Non c’è alcun motivo perché io debba assecondare tutto questo. È così… sbagliato. Non logico.

L’ unica soluzione possibile, in questo caso, è seguire la logica. La logica dice di sopprimere ciò che provi.

La Logica domina le Emozioni.

(To-go Por’sene’hi Hozika)

La tenebra rassicurante della meditazione cominciò a scendere su di lui.

Posso controllarlo. Posso nasconderlo. L’ho sempre fatto, perché ora non dovrei riuscirci?

La Logica domina l’Amore.

(To-go Hozhika’hi Ashaya)

Amore?

Per la terza volta in quella sera, il tanto desiderato stato di meditazione sparì all’istante. Il Primo Ufficiale sbatté le palpebre, accecato dalla luce, anche se soffusa, che illuminava i suoi alloggi. Per qualche motivo che non si sapeva spiegare, quella sera non riusciva a meditare. Sospirò tremante e si concentrò sulle mani, valutando con ciò che rimaneva della sua logica sconfitta una soluzione.

L’unica che gli venne in mente era quello. Per la prima volta, si permise di considerare quella ipotesi, prima rimasta lontana e costante in una parte lontana della sua coscienza.

Reprimere completamente le sue emozioni. Per sempre.

Ci sarebbero voluti anni di pratica, in condizioni estreme, con isolamento completo, nel luogo in cui il suo popolo era solito fare. Eppure, senza altra soluzione, l’avrebbe fatto.

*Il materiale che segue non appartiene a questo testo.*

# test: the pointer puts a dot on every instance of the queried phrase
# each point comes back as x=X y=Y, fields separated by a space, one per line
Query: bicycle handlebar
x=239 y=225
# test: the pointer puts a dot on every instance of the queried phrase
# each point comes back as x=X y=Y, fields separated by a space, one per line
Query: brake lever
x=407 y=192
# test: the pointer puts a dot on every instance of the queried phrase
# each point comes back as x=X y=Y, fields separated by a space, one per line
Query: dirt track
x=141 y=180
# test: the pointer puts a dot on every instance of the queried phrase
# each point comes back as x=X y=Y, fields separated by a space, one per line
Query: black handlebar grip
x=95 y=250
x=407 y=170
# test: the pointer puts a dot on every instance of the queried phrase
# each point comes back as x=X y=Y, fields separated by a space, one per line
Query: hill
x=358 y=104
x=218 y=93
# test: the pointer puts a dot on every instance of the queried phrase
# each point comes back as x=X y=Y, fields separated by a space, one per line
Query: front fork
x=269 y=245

Era l’unico modo per eliminare finalmente quella dannata emozione. Si portò una mano sui capelli e li lisciò all’indietro, scompigliandoli. Il suo sguardo era vuoto e apatico; solo la convinzione portata dalla nuova svolta brillava, nascosta sotto la freddezza, come possono  farlo una decisione illuminante o una estremamente pessima.

Lo faccio per amore.

Tutto quello che avevo bisogno di sapere è questo.

Ora ne sono finalmente a conoscenza.

Raddrizzò la schiena e lisciò il tessuto della divisa senza muovere altri muscoli che quelli necessari all’azione.

Un giorno forse riusciremo a crederci.

(the’s’dva-tordja the’s’kan’ha.)

Se avesse potuto, si sarebbe permesso di ridacchiare, ma si limitò invece a scuotere lentamente la testa. Senza accorgersene, portò una mano alla bocca e cominciò a mordicchiarsi le dita.

Spero solo che quel giorno arrivi prima che sia troppo tardi.

Scosse la testa e schiacciò quel pensiero fino a renderlo invisibile. Eppure, come un martire, fu seguito da mille altri.

Amore.

(Ashaya)

No. Non è praticabile.

Devi dimenticarlo. Rimuovi il sentimento.

Fallo per te stesso. Fallo per il Capitano. Fallo per la nave.

Non posso-

Puoi. Devi solamente riuscirci. Concentrati.

Ma io-

Concentrati.

Con un respiro tremante, il Primo Ufficiale chiuse nuovamente gli occhi neri. Questa volta funzionò. Lentamente, soddisfatto dal successo personale, scivolò nella tenebra.





















note dell'autrice:
Piccola cosina angst in omaggio alla coppia slash per eccellenza. Si, in teoria può andare bene per qualsiasi cosa contenga un capitano e un primo ufficiale, ma nella mia testa c'erano quei due disgraziati, quindi ho optato per questa perla di fandom.